MACD – moving average convergence divergence


  • Aluminium prices have turned higher again, having consolidated last week.
  • Overall sentiment remains bullish – prices have been above the 20 DMA since early January.
  • The stochastics have crossed higher, indicating stronger short-term momentum.
  • Resistance is expected at the February 15 high of $1,916 per tonne while scaled-up resistance is expected towards $1,977, the level to which prices spiked in May 2015.
  • Further UTL support is seen at $1,812 and $1,782 per tonne, which also coincide with the 40 and 55 DMAs.
  • Resistance above the February 15 high is seen towards the May 2015 high at $1,977.

Macro factors

Price sentiment has been stronger so far this week although markets are likely to take a cautious approach ahead of President Trump’s joint session speech this evening and with the Chinese government holding its National Peoples’s Congress this weekend.

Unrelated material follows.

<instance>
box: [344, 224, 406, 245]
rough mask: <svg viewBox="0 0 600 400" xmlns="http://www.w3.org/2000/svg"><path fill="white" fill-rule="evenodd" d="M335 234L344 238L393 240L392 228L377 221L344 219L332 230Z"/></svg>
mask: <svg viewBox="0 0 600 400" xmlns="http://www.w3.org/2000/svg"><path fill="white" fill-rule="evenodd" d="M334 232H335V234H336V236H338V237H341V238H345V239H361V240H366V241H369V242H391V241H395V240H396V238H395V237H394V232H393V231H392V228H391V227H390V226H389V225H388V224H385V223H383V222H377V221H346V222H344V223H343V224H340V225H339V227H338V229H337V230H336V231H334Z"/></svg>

LME stock withdrawals are running at a strong pace of 5,939 tpd on average so far in 2017 but stocks have declined by only a net 1,275 tonnes in that time amid pockets of sizeable inward deliveries. The cash/three-month spread was last at $2 per tonne contango compared with an average of $4.5 backwardation during January. Stock are tightly held, with one entity accounting for 30-39% of warrant holdings. Fresh cancellations also signal consistent demand. The proportion of metal on cancelled warrants has increased to 40% from around 27% at the end of January.

In China, SHFE stocks are relatively low at 193,552 tonnes, having fallen 196,780 tonnes in 2016. Recent reports suggest that China will remove 30% of aluminium smelting capacity in three provinces – Henan, Shandong and Shanxi. But we are wary of the net impact because this is likely to be outdated capacity that will be more than offset by new low-cost capacity additions. Recent data has shown a gradual ramp-up in Chinese smelter output, which climbed to a fresh high of 95,161 tpd from 74,871 tpd in December, according to the International Aluminium Institute (IAI).  

China’s exports of unwrought aluminium and aluminium products totalled 390,000 tonnes in January, up 2.6% year-on-year. They increased by 1% in 2016 to 4.1 million tonnes in 2016. Smelters continued to export large volumes of metal in semi-manufactured forms to take advantage of zero duties on these products.

Physical premiums tracked by our physicals team are firming. Main Japanese ports (MJP) spot aluminium premiums rose 9% week-on-week in a quiet market, with the second-quarter MJP premium expected to settle at three-digit levels.


Aluminium prices are looking stronger again. We maintain an upwards price bias because strong demand and falling stocks continue to signal tightening fundamentals. There could be short-term volatility, however, if President Trump fails to deliver on his proposed tax reforms and infrastructure investment or if China shifts to tighten monetary policy. We also feel markets underestimate the chances the Fed will raise interest rates at next month’s FOMC meeting.

All trades or trading strategies mentioned in the report are hypothetical, for illustration only and do not constitute trading recommendations.